Эртель вскочил, расплылся в улыбке. Как не улыбаться? Такие люди!

— Мы задержимся, Чижик, часика на два. Ты нам «Матушку» оставь, мы после работы сразу на дачу поедем. А то подожди, поедем вместе.

Дети, Ми и Фа — на даче. Бабушки — тоже на даче. Вот и Лиса с Пантерой тоже там ночуют. Я — временами. Мне там не очень уютно. Нет,    правительственная дача это хорошо, это замечательно, но я там гость. Пусть чуть-чуть, пусть слегка, но напряжен.

— Завтра. Дела поднакопились, — ответил я. — А «Матушку» берите, конечно.

«Матушка» — это «Волга» с фордовским мотором. Сейчас она одна на всех, «Жигули» девочек остались в Сосновке, а служебные машины в отпуске использовать нехорошо. Ольга и Надежда числятся в отпуске, а здесь работают по комсомольскому призыву. Как и я. Только если моя работа проходила в хирургическом отделении, то они трудились в диализных палатах, которым предстояло стать диализным отделением, во всяком случае, большое    больничное начальство к этому стремилось. Аппараты есть, но этого мало. Аппаратура — это топор, как в той сказке. Варить кашу из топора — дело непростое. Нужны крупа, соль, масло, чугунок, печь. Требуется соответствующее решение вышестоящих инстанций, изменения в штатном расписании, финансировании, и многое другое, о чём обыкновенный лечебник и понятия не имеет. Обыкновенный лечебник считает как? Обыкновенный лечебник считает, что главное — вылечить больного, а остальное приложится само собой, «барин сам увидит, что плоха избушка, и велит дать лесу».

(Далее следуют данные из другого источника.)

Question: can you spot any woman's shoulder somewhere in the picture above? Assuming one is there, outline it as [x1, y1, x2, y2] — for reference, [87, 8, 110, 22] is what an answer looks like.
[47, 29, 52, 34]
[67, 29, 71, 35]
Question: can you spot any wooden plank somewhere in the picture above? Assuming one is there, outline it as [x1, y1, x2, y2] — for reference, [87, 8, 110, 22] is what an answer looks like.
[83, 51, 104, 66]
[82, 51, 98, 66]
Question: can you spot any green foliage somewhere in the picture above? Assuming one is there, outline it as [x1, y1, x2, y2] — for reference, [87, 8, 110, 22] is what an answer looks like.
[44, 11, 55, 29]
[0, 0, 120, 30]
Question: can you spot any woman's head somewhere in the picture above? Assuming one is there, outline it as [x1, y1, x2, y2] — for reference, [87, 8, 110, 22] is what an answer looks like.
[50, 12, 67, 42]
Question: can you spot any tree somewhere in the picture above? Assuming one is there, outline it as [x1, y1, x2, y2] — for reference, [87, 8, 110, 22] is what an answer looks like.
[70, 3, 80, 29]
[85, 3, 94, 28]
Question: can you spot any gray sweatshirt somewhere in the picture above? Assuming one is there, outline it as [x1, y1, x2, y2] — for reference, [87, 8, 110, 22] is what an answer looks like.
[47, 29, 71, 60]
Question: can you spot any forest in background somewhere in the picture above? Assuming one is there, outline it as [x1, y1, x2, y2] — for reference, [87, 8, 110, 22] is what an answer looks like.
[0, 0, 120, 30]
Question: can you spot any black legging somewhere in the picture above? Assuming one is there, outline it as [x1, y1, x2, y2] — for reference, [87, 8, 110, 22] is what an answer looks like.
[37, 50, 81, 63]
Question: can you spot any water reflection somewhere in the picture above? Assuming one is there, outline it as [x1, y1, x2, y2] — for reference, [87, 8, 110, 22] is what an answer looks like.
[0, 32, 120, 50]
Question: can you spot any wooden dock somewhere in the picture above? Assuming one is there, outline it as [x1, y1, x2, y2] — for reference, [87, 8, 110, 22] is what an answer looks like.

Не приложится. Не даст.   Барина нужно убедить. «Доказать цифрами в руках», как говорят крепкие хозяйственники. Чтобы увидел пользу,    и вместо своры борзых потратился бы на нужды мужиков и баб. С деньгами-то у барина не сказать, что преизобильно. Чего нет, того нет.

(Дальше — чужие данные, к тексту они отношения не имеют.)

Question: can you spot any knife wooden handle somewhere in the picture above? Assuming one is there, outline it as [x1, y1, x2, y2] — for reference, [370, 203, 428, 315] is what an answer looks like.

Такси ждать не заставило. Сел, да поехал — эх, хорошо! Не нужно смотреть на дорогу, следить за движением, шофер — профессионал, доставит в целости и в срок. Можно вздремнуть, можно подумать.

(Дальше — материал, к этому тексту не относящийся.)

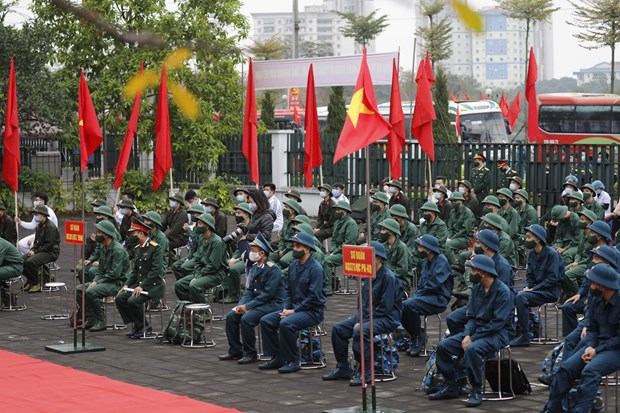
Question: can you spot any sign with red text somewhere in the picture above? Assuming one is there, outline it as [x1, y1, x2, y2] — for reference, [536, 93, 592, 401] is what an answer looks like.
[342, 245, 375, 278]
[65, 220, 84, 245]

Больница — сложное хозяйство. Многому нас учили в институте, только не хозяйствованию. Организация здравоохранения преподносилась как данность: мол, наша система лучшая в мире, живем и не тужим: деньги получаем из госбюджета, и волчьи законы капитализма нас не касаются. Оно и так, и не так: во-первых, денег вечно не хватает, а ещё больше не хватает конкретного наполнения этих денег: ведь не деньгами же лечим больных, не трешками и пятерками. Нужны медикаменты, нужны инструменты, нужны стройматериалы для ремонта, нужна мебель, нужно белье, одежда, обувь, запчасти, резина, много чего нужно. А получить удается не всегда. И в недостаточном количестве. Качество тоже порой не соответствует растущим запросам советских граждан.    Ну, и об учете и контроле забывать нельзя, везде глазок-смотрок нужен.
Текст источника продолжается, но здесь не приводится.